The Office of the Vice Chancellor for Research (OVCR) announced finalists for this year’s Creativity Hubs seed-funding competition. These interdisciplinary teams — representing the UNC College of Arts and Sciences, School of Data Science and Society, School of Medicine, Gillings School of Global Public Health, Eshelman School of Pharmacy, and NC State University — highlight the effectiveness of uniting diverse problem-solvers to tackle big challenges. Creativity Hub winning projects are expected to lead to large-scale extramural funding and/or commercial opportunities.
To date, the Creativity Hubs program has yielded meaningful scientific progress and contributed to extramural funding support to UNC-Chapel Hill exceeding $204 million and counting. The finalists for this round will prepare full proposals and present their project ideas in the spring semester. The winning team(s) will then be eligible for up to $500,000 in continued funding from the OVCR to execute their proposals over the next two years.
Creativity Hubs awardees receive proposal development assistance from the Office of Research Development to pursue large-scale, follow-on awards that build from the program’s funding.
This article was originally published by UNC Research and has been modified for relevance to the Joint Department of Biomedical Engineering. To learn more about these research projects and explore other Creativity Hubs Finalists, click this link.

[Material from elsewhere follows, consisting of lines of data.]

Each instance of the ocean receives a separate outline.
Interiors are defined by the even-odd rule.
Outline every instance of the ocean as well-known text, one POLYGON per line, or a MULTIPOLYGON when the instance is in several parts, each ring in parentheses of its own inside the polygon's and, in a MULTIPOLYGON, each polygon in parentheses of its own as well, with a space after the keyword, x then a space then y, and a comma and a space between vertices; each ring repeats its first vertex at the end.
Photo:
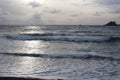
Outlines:
POLYGON ((119 80, 120 26, 0 26, 0 76, 119 80))

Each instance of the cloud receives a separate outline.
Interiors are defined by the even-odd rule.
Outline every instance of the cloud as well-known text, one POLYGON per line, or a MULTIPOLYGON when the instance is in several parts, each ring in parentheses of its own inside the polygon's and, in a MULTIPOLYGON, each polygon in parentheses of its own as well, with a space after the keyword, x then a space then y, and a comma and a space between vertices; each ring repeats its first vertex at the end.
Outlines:
POLYGON ((33 25, 40 25, 42 23, 41 20, 41 13, 40 12, 35 12, 31 18, 27 20, 26 23, 33 24, 33 25))
POLYGON ((105 5, 105 6, 111 6, 111 5, 119 5, 120 0, 95 0, 95 2, 105 5))
POLYGON ((34 2, 34 1, 29 2, 29 5, 32 6, 33 8, 41 6, 39 2, 34 2))
POLYGON ((101 16, 104 12, 95 12, 94 16, 101 16))
POLYGON ((43 11, 47 13, 51 13, 51 14, 61 13, 61 10, 54 9, 54 8, 48 8, 48 7, 46 7, 43 11))

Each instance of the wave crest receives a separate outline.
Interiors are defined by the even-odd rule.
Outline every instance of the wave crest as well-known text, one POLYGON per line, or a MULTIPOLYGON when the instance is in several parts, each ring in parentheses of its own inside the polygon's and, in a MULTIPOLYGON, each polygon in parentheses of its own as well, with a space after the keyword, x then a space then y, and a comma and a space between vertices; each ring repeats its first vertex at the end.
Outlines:
POLYGON ((43 40, 43 41, 73 41, 73 42, 103 42, 109 41, 109 36, 76 35, 76 34, 18 34, 6 35, 13 40, 43 40))
POLYGON ((75 55, 75 54, 66 54, 66 55, 55 55, 55 54, 28 54, 28 53, 0 53, 2 55, 17 56, 17 57, 40 57, 40 58, 52 58, 52 59, 83 59, 83 60, 109 60, 109 61, 120 61, 120 58, 110 57, 110 56, 101 56, 101 55, 75 55))

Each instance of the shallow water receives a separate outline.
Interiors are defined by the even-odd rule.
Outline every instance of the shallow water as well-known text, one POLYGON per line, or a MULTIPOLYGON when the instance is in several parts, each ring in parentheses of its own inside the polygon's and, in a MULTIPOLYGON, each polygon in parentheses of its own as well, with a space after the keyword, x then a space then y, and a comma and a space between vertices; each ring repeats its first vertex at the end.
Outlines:
POLYGON ((1 26, 0 76, 119 80, 119 38, 119 26, 1 26))

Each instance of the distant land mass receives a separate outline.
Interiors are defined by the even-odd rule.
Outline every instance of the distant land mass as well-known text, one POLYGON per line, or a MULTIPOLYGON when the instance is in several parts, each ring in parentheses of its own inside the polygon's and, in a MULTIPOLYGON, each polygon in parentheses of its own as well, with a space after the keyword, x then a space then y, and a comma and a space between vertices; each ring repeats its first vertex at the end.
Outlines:
POLYGON ((105 26, 120 26, 120 25, 117 24, 115 21, 110 21, 107 24, 105 24, 105 26))

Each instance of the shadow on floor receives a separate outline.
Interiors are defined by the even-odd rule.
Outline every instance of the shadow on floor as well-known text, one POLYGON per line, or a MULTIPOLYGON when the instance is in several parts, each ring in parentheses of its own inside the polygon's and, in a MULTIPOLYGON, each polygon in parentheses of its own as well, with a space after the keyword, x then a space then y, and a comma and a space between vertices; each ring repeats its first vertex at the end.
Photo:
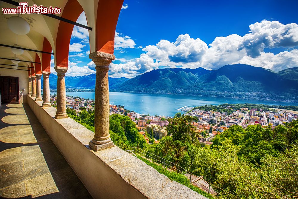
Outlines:
POLYGON ((0 195, 92 198, 27 105, 2 105, 0 116, 0 195))

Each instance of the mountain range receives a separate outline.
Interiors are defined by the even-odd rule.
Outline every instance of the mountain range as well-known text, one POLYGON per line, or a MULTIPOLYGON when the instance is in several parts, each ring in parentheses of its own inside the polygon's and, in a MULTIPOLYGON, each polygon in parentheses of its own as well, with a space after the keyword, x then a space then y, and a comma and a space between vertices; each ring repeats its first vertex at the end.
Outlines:
MULTIPOLYGON (((65 77, 66 87, 94 89, 95 75, 65 77)), ((51 74, 50 85, 57 84, 51 74)), ((217 70, 159 69, 132 79, 109 77, 111 91, 216 96, 265 100, 298 100, 298 67, 276 72, 241 64, 217 70)))
MULTIPOLYGON (((83 76, 65 76, 65 87, 67 88, 94 89, 96 77, 96 75, 93 74, 83 76)), ((52 73, 50 75, 49 81, 50 88, 55 89, 57 88, 57 78, 56 75, 52 73)), ((108 79, 109 88, 114 89, 129 79, 124 77, 113 78, 109 77, 108 79)))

This year, of the five Creativity Hubs Finalists Selected, two teams consist of multiple faculty members from the Joint Department of Biomedical Engineering (BME). The finalists advancing to the next round of Creativity Hubs funding from the Joint BME Department include:
Precision-Guided Closed Loop Adaptive Ultrasound Neuromodulation
The Precision-Guided Closed Loop Adaptive Ultrasound Neuromodulation team is co-led by BME faculty Paul Dayton and Gianmarco Pinton and includes BME faculty Oleg Favorov.
Understanding and treating the brain, a complex and dynamic structure, presents a formidable challenge in addressing disorders like depression, neurodegenerative diseases and traumatic brain injuries. Existing technologies for assessing brain anatomy and function are constrained by limitations in time, quality, cost and accessibility.
Recent technological advancements, including high-resolution brain ultrasound imaging and neuromodulation, offer promising new approaches to previously unthinkable possibilities. Integration of real-time feedback from the brain through a closed-loop solution could detect and actively correct brain malfunction.
A wearable ultrasound device combined with advanced machine learning could enable precise and adaptive neuromodulation without invasive procedures or hospitalization. This breakthrough has the potential to revolutionize treatment capabilities, brain-machine interfaces and neuroscience understanding, marking a significant advancement in clinical medicine.
Autonomous Living Therapies for Extended Results
The ALTER – Autonomous Living Therapies for Extended Results team includes BME faculty Michael Daniele and Rahima Benhabbour.
CDC reports show that six in 10 adults have chronic diseases, necessitating rigorous drug therapies. However, global medication adherence, including frequent dosing, remains a significant challenge. In the U.S., poor adherence results in 125,000 annual deaths and incurs over $300 billion in avoidable healthcare costs.
This research aims to develop an innovative, patient-specific drug delivery implant that overcomes adherence challenges. Unlike existing implants needing frequent reloading, this technology utilizes a cell pharmacy, where living cells produce drugs on demand. Engineered living cells in material manufacturing environments create adaptive therapies, empowering patients and physicians with treatment control for chronic diseases.